Normally we say תנ"ך (tanak), which is the Hebrew acronym for Torah, Prophets and Writings and is the how Jews refer to the Bible ("Bible"for Jews, "Old Testament" for Christians.) Some people, for the sake of parallelism or what they see as precision, say הברית הישנה (habrit yashena) or הברית הראשונה (habrit harishona), which are respectively, the Old Covenant and the First Covenant.

The New Testament is universally referred to as הברית החדשה (habrit hehadasha). If we want to refer to "the books of the New Testament", we would say ספרי הברית החדשה (sifrei havrit hehadasha), as Flaminius indicated.

Referring to the whole Christian Bible, which includes both the OT and the NT, is tricky and there is no one agreed term. In some circles, people simply say תנ"ך (tanak), for which see the first part of my answer. Others use a combined term that I personally find awkward: התנ"ך והברית החדשה (hatanak v'habrit hahadasha). Still others say ביבליה (biblia) from Bible, but I have most often heard this in reference to the bound book itself. My personal preference for what Christians generally mean by "the Bible" is ספר הבריתות (sefer habritot), the book of the covenants.

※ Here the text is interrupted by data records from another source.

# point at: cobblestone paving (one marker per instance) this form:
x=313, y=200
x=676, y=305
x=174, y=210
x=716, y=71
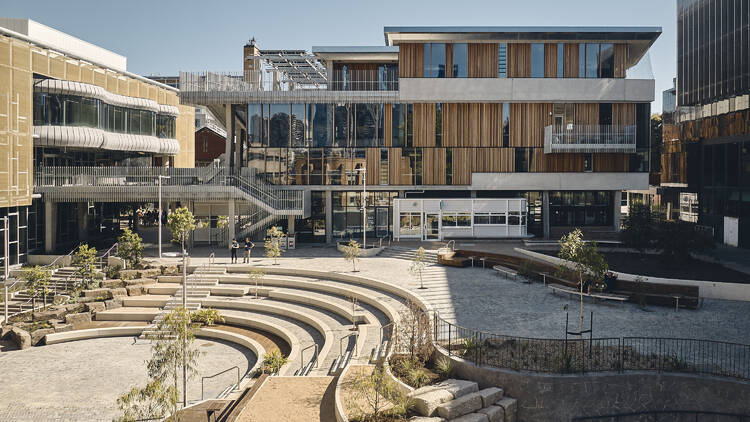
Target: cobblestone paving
x=80, y=381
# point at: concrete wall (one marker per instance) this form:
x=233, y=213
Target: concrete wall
x=543, y=397
x=526, y=90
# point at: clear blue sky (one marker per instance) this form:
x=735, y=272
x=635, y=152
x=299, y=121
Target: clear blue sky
x=166, y=36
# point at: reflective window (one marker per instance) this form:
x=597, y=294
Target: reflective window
x=460, y=60
x=537, y=60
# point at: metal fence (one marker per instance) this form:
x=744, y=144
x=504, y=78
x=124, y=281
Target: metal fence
x=595, y=355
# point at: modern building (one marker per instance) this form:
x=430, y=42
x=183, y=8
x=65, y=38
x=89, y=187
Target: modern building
x=457, y=131
x=706, y=151
x=65, y=102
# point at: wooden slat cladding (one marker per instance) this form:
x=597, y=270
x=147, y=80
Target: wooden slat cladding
x=610, y=162
x=372, y=155
x=472, y=125
x=621, y=58
x=527, y=122
x=623, y=114
x=411, y=60
x=424, y=125
x=433, y=166
x=493, y=160
x=482, y=60
x=519, y=60
x=550, y=60
x=570, y=67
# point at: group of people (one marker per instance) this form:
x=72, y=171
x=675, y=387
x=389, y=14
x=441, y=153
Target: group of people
x=235, y=247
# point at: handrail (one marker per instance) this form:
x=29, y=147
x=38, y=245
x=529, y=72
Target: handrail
x=341, y=340
x=203, y=379
x=301, y=358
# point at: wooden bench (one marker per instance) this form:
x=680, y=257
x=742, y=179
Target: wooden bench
x=605, y=296
x=505, y=271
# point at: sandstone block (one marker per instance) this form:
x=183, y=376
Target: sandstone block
x=112, y=284
x=38, y=335
x=20, y=337
x=94, y=307
x=428, y=401
x=77, y=320
x=509, y=408
x=490, y=395
x=494, y=413
x=95, y=293
x=460, y=406
x=113, y=303
x=472, y=417
x=135, y=290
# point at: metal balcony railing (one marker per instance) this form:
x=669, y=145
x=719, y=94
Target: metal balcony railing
x=589, y=138
x=115, y=184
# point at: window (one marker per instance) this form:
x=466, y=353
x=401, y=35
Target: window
x=502, y=60
x=460, y=60
x=434, y=60
x=537, y=60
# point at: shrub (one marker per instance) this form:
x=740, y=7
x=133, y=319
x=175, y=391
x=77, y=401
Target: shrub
x=206, y=316
x=112, y=271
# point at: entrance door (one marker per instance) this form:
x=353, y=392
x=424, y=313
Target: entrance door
x=381, y=222
x=431, y=227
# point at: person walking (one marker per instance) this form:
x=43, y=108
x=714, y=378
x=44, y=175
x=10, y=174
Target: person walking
x=234, y=247
x=248, y=248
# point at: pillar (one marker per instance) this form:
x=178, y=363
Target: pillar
x=329, y=217
x=50, y=226
x=545, y=213
x=616, y=211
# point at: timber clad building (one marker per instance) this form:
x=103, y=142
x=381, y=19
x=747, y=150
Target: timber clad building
x=458, y=131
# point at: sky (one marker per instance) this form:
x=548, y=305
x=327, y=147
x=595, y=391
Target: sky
x=162, y=37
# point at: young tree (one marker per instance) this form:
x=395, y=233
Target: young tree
x=174, y=348
x=85, y=262
x=351, y=253
x=584, y=259
x=256, y=275
x=37, y=283
x=417, y=266
x=273, y=244
x=130, y=247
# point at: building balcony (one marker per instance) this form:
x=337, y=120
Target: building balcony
x=589, y=138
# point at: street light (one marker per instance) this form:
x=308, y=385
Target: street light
x=160, y=177
x=364, y=205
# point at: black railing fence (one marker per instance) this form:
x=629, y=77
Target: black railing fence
x=596, y=354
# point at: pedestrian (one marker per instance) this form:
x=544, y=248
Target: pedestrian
x=248, y=248
x=234, y=247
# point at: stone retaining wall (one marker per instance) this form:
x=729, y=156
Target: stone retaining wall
x=552, y=397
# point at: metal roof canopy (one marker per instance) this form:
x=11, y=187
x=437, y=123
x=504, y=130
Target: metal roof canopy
x=296, y=66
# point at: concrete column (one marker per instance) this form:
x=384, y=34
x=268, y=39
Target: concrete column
x=616, y=211
x=50, y=226
x=329, y=217
x=230, y=222
x=545, y=213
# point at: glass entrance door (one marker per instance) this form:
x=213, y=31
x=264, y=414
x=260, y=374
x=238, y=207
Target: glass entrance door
x=431, y=227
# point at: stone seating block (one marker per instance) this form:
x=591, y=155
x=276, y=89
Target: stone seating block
x=428, y=401
x=38, y=335
x=79, y=319
x=460, y=406
x=94, y=307
x=491, y=396
x=472, y=417
x=494, y=413
x=20, y=337
x=509, y=408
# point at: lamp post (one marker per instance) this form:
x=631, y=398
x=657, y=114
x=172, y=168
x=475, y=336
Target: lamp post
x=160, y=177
x=364, y=206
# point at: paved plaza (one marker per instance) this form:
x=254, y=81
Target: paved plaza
x=81, y=380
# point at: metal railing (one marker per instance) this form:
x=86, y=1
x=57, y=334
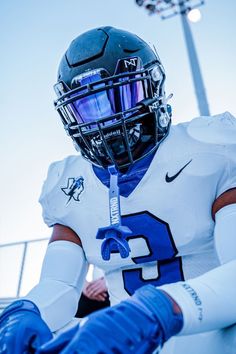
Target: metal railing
x=20, y=264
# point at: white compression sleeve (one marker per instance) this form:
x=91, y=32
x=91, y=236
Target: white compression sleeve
x=208, y=302
x=61, y=282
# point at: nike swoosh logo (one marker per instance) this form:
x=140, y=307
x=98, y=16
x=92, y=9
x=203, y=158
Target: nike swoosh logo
x=170, y=179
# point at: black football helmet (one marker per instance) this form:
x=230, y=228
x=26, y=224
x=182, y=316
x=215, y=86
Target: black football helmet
x=111, y=98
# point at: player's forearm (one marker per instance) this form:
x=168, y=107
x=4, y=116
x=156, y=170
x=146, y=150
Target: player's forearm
x=57, y=294
x=208, y=301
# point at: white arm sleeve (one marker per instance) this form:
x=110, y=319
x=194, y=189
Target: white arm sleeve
x=61, y=282
x=208, y=302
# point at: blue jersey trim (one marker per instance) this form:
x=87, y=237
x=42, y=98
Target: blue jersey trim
x=127, y=181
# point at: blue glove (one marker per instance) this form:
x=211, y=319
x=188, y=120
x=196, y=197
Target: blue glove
x=138, y=325
x=21, y=328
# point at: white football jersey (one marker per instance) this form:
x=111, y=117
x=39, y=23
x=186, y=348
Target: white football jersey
x=169, y=212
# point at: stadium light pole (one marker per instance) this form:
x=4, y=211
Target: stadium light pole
x=170, y=8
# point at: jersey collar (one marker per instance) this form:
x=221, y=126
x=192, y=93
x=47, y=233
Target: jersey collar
x=127, y=181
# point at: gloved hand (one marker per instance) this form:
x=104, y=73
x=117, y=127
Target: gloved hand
x=138, y=325
x=22, y=329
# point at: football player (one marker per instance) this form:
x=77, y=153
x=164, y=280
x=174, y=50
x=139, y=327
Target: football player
x=150, y=203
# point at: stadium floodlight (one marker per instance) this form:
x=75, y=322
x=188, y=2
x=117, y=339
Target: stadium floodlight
x=167, y=9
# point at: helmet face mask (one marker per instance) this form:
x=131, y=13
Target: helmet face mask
x=115, y=118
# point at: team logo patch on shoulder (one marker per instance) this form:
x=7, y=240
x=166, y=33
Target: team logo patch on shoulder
x=74, y=188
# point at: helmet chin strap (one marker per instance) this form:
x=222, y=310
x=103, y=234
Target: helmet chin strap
x=115, y=234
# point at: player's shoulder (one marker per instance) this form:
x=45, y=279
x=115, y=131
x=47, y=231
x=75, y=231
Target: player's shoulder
x=218, y=129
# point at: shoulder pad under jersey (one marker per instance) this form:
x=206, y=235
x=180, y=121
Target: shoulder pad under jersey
x=218, y=129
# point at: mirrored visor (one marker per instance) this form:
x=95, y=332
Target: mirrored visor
x=106, y=98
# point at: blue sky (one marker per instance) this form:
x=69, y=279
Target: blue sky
x=35, y=34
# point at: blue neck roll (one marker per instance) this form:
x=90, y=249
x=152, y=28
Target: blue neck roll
x=128, y=181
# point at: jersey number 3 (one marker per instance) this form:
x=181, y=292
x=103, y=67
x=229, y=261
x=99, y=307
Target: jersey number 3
x=162, y=250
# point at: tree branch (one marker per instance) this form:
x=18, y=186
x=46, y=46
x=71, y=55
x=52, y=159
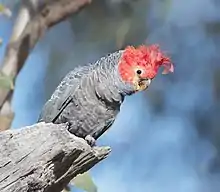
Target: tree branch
x=44, y=157
x=27, y=31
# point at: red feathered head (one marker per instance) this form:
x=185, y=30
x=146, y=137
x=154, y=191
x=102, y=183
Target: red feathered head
x=143, y=62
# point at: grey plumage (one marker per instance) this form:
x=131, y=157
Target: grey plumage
x=88, y=98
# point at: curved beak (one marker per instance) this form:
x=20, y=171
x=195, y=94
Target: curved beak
x=143, y=84
x=148, y=82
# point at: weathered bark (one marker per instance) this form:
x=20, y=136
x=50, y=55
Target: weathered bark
x=44, y=157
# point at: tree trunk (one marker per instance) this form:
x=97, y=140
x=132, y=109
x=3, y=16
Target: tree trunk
x=44, y=157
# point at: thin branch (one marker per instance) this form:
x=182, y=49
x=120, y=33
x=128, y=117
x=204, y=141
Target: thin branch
x=27, y=31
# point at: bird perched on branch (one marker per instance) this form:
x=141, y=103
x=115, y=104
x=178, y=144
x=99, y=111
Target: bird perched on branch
x=89, y=97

I hope that somewhere in there, Jonathan, you find the answer to your questions. Things are rarely as straightforward as we would like!


----------



## Nunty

Jonathan, I am so sorry. I got so involved in the translation of terms (my hobby) that I utterly forgot the context. 



JLanguage said:


> The context:
> "Seventh-day Adventists uphold orthodox Christian teachings such as the infallibility of Scripture, the substitutionary atonement, the resurrection of the dead and justification by faith."​



In that sentence, I would translate Scripture simply as הכתובים (haketuvim) or הכתובים הקדושים (haketuvim hakedoshim), which are respectively Scripture and Holy Scripture.

I'm sorry I left that bit -- the key bit -- out of my first answer. Chalk it up to enthusiasm!


----------



## amikama

Nun-Translator said:


> In that sentence, I would translate Scripture simply as הכתובים (haketuvim) or *הכתובים הקדושים* (haketuvim hakedoshim), which are respectively Scripture and Holy Scripture.


I think *כתבי הקודש* is better.


----------



## Nunty

I would agree with you amikama, that כתבי הקודש is better than הכתובים הקדושים, except for the awkward fact that most of the Hebrew terms for Christian concepts that are in current use (such as הכתובים הקדושים) were coined by non-native speakers and non-Jews. Current usage is changing as the demographics of the Hebrew-speaking Christian community is changing, but for the moment I hear הכתובים הקדושים more frequently as a translation for Holy Scripture.

And it's not the worst example by far!


----------